Beyond the historical importance of Dash’s book, it has profound implications for the future. In Freedman’s words:

…[GI JEWS] implicitly raises a sobering question for American Jews… Like other highly educated and highly affluent groups, Jews began detaching from the military thanks to draft deferments for college students in the Vietnam War era, and today they enlist in the all-volunteer Army at less than half their proportion in the population. Something precious is being taken for granted, and potentially lost, in that disconnection…

In his WASHINGTON POST survey of recent books on World War II (published on 6/5/05), Kenneth M. Pollack is also full of praise:

The great surprise of the season in World War II books is Deborah Dash Moore's wonderful GI JEWS: HOW WORLD WAR II CHANGED A GENERATION. Moore is a professor, the book is an academic study of how one small segment of the American population dealt with the war, it was published by an academic press and the endnotes are nearly a fifth as long as the story itself -- none of which promises an enjoyable read. But it is an enjoyable read.
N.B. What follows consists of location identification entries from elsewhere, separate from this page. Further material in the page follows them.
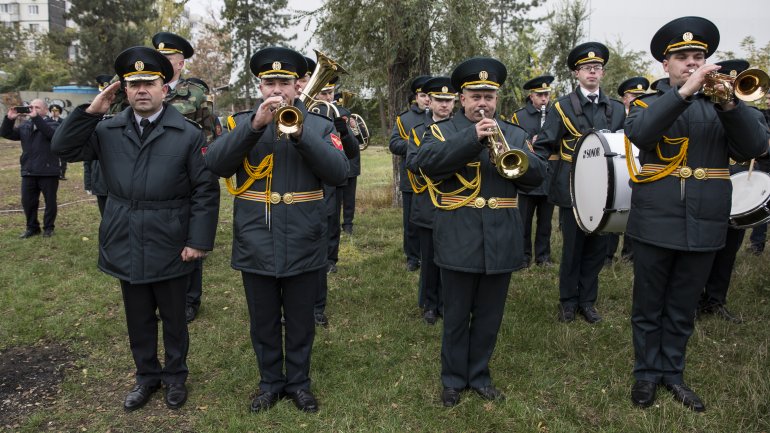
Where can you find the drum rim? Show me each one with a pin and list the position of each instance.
(610, 179)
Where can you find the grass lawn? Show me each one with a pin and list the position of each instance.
(376, 368)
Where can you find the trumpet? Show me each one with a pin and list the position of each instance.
(748, 86)
(510, 163)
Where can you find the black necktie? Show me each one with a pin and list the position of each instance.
(146, 128)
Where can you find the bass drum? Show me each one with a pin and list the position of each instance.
(751, 195)
(600, 183)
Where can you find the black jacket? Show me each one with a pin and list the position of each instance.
(659, 214)
(606, 114)
(161, 196)
(37, 159)
(469, 239)
(291, 239)
(399, 137)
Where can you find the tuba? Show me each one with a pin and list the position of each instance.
(288, 118)
(510, 163)
(750, 85)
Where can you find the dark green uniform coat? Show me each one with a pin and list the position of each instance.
(659, 216)
(485, 241)
(161, 196)
(295, 241)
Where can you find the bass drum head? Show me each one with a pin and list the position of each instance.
(590, 181)
(749, 193)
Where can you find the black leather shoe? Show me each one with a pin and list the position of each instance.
(304, 400)
(450, 397)
(566, 313)
(29, 233)
(590, 314)
(643, 393)
(176, 395)
(139, 396)
(687, 397)
(321, 320)
(489, 393)
(430, 316)
(190, 313)
(264, 400)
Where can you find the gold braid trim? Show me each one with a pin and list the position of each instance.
(571, 129)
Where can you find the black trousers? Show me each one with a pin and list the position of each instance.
(349, 202)
(268, 298)
(411, 234)
(718, 281)
(195, 288)
(429, 296)
(141, 301)
(666, 288)
(529, 206)
(582, 259)
(31, 187)
(473, 311)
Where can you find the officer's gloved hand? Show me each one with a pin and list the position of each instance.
(341, 125)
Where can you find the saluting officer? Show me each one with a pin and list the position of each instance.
(398, 139)
(572, 116)
(477, 228)
(442, 96)
(188, 98)
(161, 212)
(531, 117)
(681, 200)
(279, 228)
(628, 90)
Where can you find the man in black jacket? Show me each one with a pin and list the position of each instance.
(477, 228)
(572, 116)
(681, 200)
(161, 213)
(40, 168)
(279, 224)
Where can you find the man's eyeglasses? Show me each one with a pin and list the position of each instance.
(591, 68)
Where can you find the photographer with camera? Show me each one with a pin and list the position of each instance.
(40, 168)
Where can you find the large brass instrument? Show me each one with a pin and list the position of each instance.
(288, 118)
(750, 85)
(510, 163)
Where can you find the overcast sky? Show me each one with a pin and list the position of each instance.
(634, 22)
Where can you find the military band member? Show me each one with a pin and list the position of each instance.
(160, 216)
(628, 90)
(189, 99)
(398, 139)
(442, 101)
(713, 299)
(572, 116)
(279, 224)
(477, 228)
(681, 200)
(531, 117)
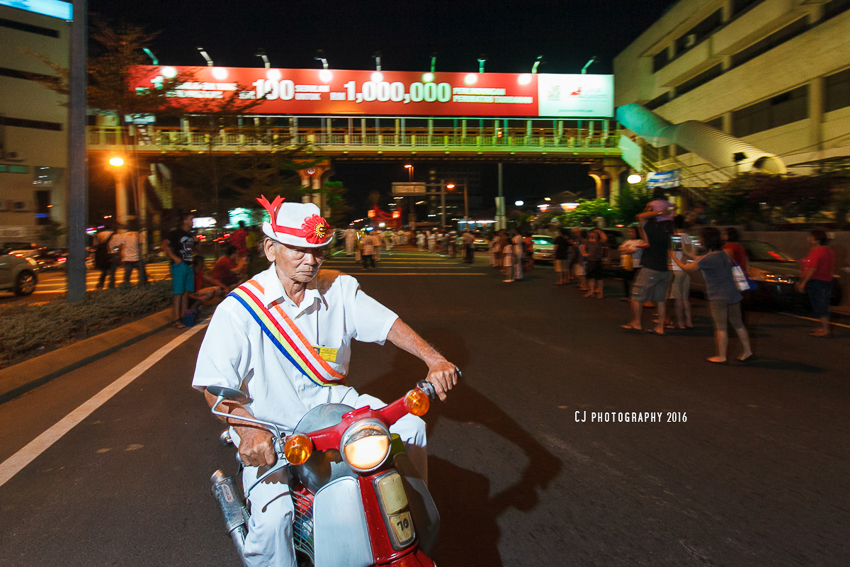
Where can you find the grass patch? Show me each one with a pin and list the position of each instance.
(29, 330)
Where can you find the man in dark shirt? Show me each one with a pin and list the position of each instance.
(654, 278)
(562, 254)
(178, 246)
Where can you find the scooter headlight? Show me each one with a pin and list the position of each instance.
(365, 445)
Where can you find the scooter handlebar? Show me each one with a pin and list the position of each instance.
(429, 389)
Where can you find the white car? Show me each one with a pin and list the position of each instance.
(17, 273)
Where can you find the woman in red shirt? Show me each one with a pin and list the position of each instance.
(817, 269)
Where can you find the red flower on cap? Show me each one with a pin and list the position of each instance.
(316, 229)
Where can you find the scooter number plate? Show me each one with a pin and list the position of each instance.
(402, 526)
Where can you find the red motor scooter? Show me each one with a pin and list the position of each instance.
(358, 499)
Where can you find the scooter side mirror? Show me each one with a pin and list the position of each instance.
(229, 394)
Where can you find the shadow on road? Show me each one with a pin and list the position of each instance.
(470, 534)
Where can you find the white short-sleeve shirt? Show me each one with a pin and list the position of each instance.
(237, 354)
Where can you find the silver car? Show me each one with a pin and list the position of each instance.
(17, 272)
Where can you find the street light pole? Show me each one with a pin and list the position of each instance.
(120, 192)
(78, 182)
(465, 203)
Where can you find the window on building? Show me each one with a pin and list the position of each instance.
(658, 101)
(837, 91)
(717, 123)
(790, 31)
(741, 6)
(20, 26)
(782, 109)
(699, 32)
(699, 80)
(36, 124)
(835, 7)
(15, 74)
(42, 207)
(660, 60)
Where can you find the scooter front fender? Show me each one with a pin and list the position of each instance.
(340, 531)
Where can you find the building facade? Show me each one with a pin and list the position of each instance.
(775, 73)
(33, 127)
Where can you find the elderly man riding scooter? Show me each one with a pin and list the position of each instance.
(284, 338)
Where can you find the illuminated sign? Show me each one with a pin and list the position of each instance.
(409, 189)
(203, 222)
(664, 179)
(398, 93)
(52, 8)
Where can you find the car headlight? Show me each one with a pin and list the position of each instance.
(365, 445)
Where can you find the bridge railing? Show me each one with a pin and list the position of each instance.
(177, 139)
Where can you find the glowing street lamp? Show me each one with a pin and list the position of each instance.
(325, 74)
(150, 54)
(262, 54)
(537, 64)
(120, 191)
(205, 56)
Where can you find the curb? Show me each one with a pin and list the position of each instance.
(30, 374)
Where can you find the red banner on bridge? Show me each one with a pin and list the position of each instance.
(400, 93)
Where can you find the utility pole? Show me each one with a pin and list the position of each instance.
(77, 184)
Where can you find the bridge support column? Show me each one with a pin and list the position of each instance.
(612, 170)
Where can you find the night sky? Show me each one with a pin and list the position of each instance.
(511, 34)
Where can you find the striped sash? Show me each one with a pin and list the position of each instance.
(283, 333)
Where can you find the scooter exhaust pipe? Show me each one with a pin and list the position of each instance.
(232, 508)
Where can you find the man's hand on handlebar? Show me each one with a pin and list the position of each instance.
(255, 447)
(443, 375)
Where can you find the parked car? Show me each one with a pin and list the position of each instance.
(480, 243)
(17, 272)
(776, 273)
(51, 258)
(23, 249)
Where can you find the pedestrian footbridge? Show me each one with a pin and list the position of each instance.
(382, 139)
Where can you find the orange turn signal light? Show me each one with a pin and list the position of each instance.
(298, 449)
(416, 402)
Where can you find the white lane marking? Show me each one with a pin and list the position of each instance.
(811, 319)
(418, 274)
(13, 465)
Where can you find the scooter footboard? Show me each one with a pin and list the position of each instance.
(426, 518)
(340, 532)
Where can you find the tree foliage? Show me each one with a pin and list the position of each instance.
(632, 201)
(755, 197)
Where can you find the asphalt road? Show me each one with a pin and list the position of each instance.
(54, 283)
(756, 476)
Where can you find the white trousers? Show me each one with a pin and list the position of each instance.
(269, 541)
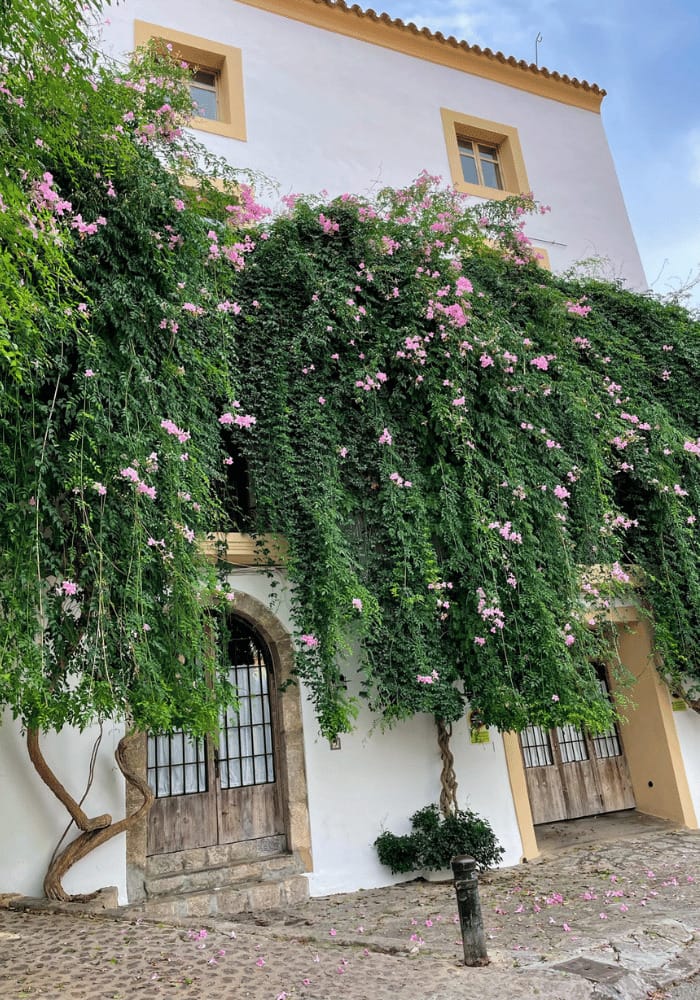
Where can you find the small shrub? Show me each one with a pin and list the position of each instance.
(434, 841)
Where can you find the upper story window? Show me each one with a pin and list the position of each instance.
(203, 89)
(480, 163)
(485, 157)
(217, 81)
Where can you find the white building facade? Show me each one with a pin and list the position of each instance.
(321, 97)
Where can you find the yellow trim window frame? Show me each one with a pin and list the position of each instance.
(485, 157)
(217, 84)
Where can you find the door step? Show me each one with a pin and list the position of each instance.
(229, 875)
(187, 884)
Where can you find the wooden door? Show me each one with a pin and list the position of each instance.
(246, 761)
(223, 791)
(570, 773)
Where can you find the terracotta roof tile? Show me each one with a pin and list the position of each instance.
(455, 43)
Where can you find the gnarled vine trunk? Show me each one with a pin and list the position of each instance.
(94, 831)
(448, 778)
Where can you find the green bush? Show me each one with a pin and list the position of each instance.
(434, 841)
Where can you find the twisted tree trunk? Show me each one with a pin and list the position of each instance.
(448, 778)
(95, 831)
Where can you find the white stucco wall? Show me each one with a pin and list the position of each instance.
(688, 729)
(377, 780)
(28, 840)
(325, 111)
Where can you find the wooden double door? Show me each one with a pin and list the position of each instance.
(223, 790)
(570, 773)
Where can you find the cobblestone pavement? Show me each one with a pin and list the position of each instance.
(632, 904)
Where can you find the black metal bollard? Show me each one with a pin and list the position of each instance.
(469, 907)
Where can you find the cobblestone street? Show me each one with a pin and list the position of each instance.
(633, 904)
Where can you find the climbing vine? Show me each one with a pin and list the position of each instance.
(464, 453)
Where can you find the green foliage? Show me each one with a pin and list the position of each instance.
(434, 840)
(462, 451)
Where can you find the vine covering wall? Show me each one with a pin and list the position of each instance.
(464, 452)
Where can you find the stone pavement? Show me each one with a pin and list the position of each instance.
(632, 905)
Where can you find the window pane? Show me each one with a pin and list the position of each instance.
(205, 100)
(492, 175)
(469, 171)
(204, 76)
(488, 153)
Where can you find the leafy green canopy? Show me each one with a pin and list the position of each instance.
(445, 434)
(446, 437)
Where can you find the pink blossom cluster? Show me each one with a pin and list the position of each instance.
(400, 481)
(247, 211)
(141, 487)
(328, 225)
(577, 309)
(428, 678)
(505, 530)
(239, 419)
(369, 383)
(492, 615)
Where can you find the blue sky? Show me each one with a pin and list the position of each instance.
(646, 54)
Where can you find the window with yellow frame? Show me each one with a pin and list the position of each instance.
(217, 81)
(485, 157)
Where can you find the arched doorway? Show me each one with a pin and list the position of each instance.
(225, 789)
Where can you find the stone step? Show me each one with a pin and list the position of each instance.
(212, 857)
(223, 876)
(221, 901)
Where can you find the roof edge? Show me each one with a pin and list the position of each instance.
(432, 46)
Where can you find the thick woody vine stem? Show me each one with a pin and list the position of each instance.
(81, 820)
(448, 778)
(92, 836)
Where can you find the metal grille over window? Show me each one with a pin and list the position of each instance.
(176, 765)
(572, 744)
(537, 750)
(246, 752)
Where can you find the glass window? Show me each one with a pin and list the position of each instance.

Moore, a Vassar professor, writes well and knows how to tell a story -- sins that some faculty committee will no doubt punish her for someday. She has an eye for interesting characters and for what makes them interesting. One of those characters, in fact, is her father, and others are old friends of his; yet she keeps her own feelings about him and them out of it, which allows them to live again in her pages as the young men gone for soldiers they once were. She keeps up a lively pace and intersperses evocative vignettes with insightful analysis of what these Jewish troops' experiences meant to them, their families, their communities and the nation as a whole.

The book's biggest draw, however, is the larger themes that Moore gracefully weaves throughout. The most important of these are echoed in her apt subtitle, "How World War II Changed a Generation." GI JEWS is a vital corollary to the work of Tom Brokaw and others who have justifiably lauded America's "Greatest Generation." Moore's most important theme is that the greatest generation was not born that way but forged -- something that, to be fair, Brokaw himself has acknowledged. Its members did not win World War II because they were the greatest generation, but they became the greatest generation because of what they went through during the war.

Although Moore focuses on American Jews, the experiences she describes were similar, if not identical, for virtually every other ethnic group in the country, and indeed for most Americans. For postwar generations, her book reveals how the experience of the war changed the generation that fought it and why it helped launch the civil rights movement, the Great Society and America's rise to global predominance. GI Jews should not be missed by anyone with an interest in World War II or the history of the American people.

FINAL FF2 NOTE:
This article is a slightly expanded version
of the reviews originally published
in the July 2005 edition of the
WORLD JEWISH DIGEST
(Volume 2 Number 10) 
& is posted here with their permission.